Go back to the web page:

Copy cURL and paste it into curl command:

Copy all the python request on the right to the python editor:

import requests

cookies = {
    'BAIDU_SSP_lcr': 'https://www.baidu.com/link?url=kzwk2tY6VdLzGcc1Nfo9AWYgrzw-jxD1wVstT4gKkku&wd=&eqid=90bb793e00089362000000065e43d96c',
    '_dg_playback.7b6028a56aac520d.ce42': '1',
    '_dg_abtestInfo.7b6028a56aac520d.ce42': '1',
    '_dg_check.7b6028a56aac520d.ce42': '-1',
    '_dg_antiBotFlag.7b6028a56aac520d.ce42': '1',
    '_dg_antiBotInfo.7b6028a56aac520d.ce42': '10%7C%7C%7C3600',
    'SESSION': 'OTIyZGE2ZTgtMjM0Yi00NmZjLWEyM2MtMmJiYTVhMzEwZWJj',
    '_dg_id.7b6028a56aac520d.ce42': 'bdbb5697b510c5bc%7C%7C%7C1581504892%7C%7C%7C9%7C%7C%7C1581509404%7C%7C%7C1581509342%7C%7C%7C%7C%7C%7C53b348475c9a517a%7C%7C%7C%7C%7C%7Chttps%3A%2F%2Fwww.baidu.com%2Flink%3Furl%3Dkzwk2tY6VdLzGcc1Nfo9AWYgrzw-jxD1wVstT4gKkku%26wd%3D%26eqid%3D90bb793e00089362000000065e43d96c%7C%7C%7C1%7C%7C%7Cundefined',
}

headers = {
    'Connection': 'keep-alive',
    'Accept': 'application/json',
    'Sec-Fetch-Dest': 'empty',
    'User-Agent': 'Mozilla/5.0 (Windows NT 10.0; Win64; x64) AppleWebKit/537.36 (KHTML, like Gecko) Chrome/80.0.3987.87 Safari/537.36',
    'Content-Type': 'application/json',
    'Origin': 'https://www.ssyer.com',
    'Sec-Fetch-Site': 'same-origin',
    'Sec-Fetch-Mode': 'cors',
    'Accept-Language': 'zh-CN,zh;q=0.9',
}

data = '{"cateId":2,"order":2,"recommendType":1,"page":{"showCount":20,"currentPage":2}}'

response = requests.post('https://www.ssyer.com/apis/20001', headers=headers, cookies=cookies, data=data)
print(response)

200 means the request is successful.
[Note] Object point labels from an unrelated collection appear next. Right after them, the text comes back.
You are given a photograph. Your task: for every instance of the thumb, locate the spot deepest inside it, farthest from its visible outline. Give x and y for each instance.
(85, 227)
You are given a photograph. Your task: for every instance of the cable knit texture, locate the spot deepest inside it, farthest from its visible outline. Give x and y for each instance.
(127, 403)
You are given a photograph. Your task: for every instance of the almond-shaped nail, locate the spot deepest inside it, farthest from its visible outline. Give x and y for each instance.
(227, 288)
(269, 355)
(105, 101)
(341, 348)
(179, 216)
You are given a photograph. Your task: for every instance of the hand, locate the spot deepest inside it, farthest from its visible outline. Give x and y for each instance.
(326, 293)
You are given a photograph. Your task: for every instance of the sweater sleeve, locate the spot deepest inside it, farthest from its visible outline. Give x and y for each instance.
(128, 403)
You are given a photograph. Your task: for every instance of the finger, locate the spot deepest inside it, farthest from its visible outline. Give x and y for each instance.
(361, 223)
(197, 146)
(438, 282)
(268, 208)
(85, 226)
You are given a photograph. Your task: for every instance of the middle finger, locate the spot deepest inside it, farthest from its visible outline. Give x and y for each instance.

Let's analyze it here:

After the response, add. text:

response = requests.post('https://www.ssyer.com/apis/20001', headers=headers, cookies=cookies, data=data).text

It can be seen that what we want is in it, as long as we extract it:

response = requests.post('https://www.ssyer.com/apis/20001', headers=headers, cookies=cookies, data=data)
json_datas = response.json()
json_data = json_datas['data']

Here we save the downloaded video in a folder called "20200213video":

video_path = '20200213video'
if not os.path.exists(video_path):
    os.mkdir(video_path)

Next, use a loop to extract and download:

for item in range(len(json_data)):
    print(json_data[item]['video'])
    print("Downloading section%s One video"%(item+1))
    file_path = video_path+'/'+ '%s'%(item+1) +'.mp4'
    urlretrieve(json_data[item]['video'],file_path,cbk)

Briefly speaking, urlretrieve() in the last sentence is the function responsible for downloading files. The download address is on the left side of the bracket, and the saved address is in the middle. The third is to check the download progress:

def cbk(a,b,c):
    '''Callback function
    a:Downloaded data block
    b:Block size
    c:Size of the remote file
    '''
    per=100.0*a*b/c
    if per>100:
        per=100
    print('%.2f%%' % per)

But downloading a video only takes a few seconds, which seems to be more than enough, so this step can also be avoided:

We can play the following video:

Make sure you have eyes. It's a video that can be played. Today's content is over here. If you have any questions, please leave a message in the comment area!